Nel giorno dell’anniversario, anche Caserta si unisce al ricordo di uno dei simboli della giustizia italiana. Una memoria che va oltre la commemorazione e richiama cittadini, istituzioni, scuole e associazioni alla responsabilità di costruire ogni giorno una cultura della legalità.
Il territorio casertano conosce il valore dell’impegno contro le organizzazioni criminali. Negli anni, magistratura, forze dell’ordine, amministrazioni pubbliche e realtà del terzo settore hanno portato avanti un lavoro costante per affermare la presenza dello Stato e promuovere il rispetto delle regole. In questo percorso, la figura di Paolo Borsellino continua a rappresentare un punto di riferimento morale e civile.
Le sue parole, così come quelle dell’amico e collega Giovanni Falcone, mantengono una straordinaria attualità: la mafia può essere sconfitta solo attraverso l’impegno quotidiano, la partecipazione dei cittadini e l’educazione delle nuove generazioni ai valori della giustizia e della libertà.
A Caserta, come in tutta Italia, il ricordo del magistrato siciliano non appartiene soltanto al passato. È un’eredità che continua a vivere nelle iniziative dedicate alla legalità, nelle scuole, nelle associazioni e in tutte quelle realtà che lavorano per diffondere la cultura della responsabilità e del rispetto delle istituzioni.
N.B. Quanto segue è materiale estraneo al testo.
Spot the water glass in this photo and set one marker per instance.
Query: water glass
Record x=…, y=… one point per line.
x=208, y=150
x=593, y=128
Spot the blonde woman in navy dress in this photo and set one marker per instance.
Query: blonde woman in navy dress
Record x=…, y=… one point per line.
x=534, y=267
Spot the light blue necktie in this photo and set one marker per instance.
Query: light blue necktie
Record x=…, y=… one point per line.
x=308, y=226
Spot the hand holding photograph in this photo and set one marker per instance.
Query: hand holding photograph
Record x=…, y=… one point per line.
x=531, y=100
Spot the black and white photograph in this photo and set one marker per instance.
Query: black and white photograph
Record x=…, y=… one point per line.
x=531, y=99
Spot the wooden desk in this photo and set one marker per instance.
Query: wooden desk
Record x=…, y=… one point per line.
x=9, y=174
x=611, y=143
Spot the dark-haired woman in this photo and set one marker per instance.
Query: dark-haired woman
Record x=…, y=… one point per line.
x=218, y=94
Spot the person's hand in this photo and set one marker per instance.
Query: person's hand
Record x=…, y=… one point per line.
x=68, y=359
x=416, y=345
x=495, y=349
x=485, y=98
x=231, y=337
A trentaquattro anni dalla strage di via D’Amelio, il sacrificio di Paolo Borsellino e degli uomini e della donna della sua scorta continua a rappresentare una delle pagine più alte del servizio allo Stato. Un esempio che il tempo non ha affievolito e che continua a indicare la strada verso una società più giusta, libera da ogni forma di criminalità organizzata.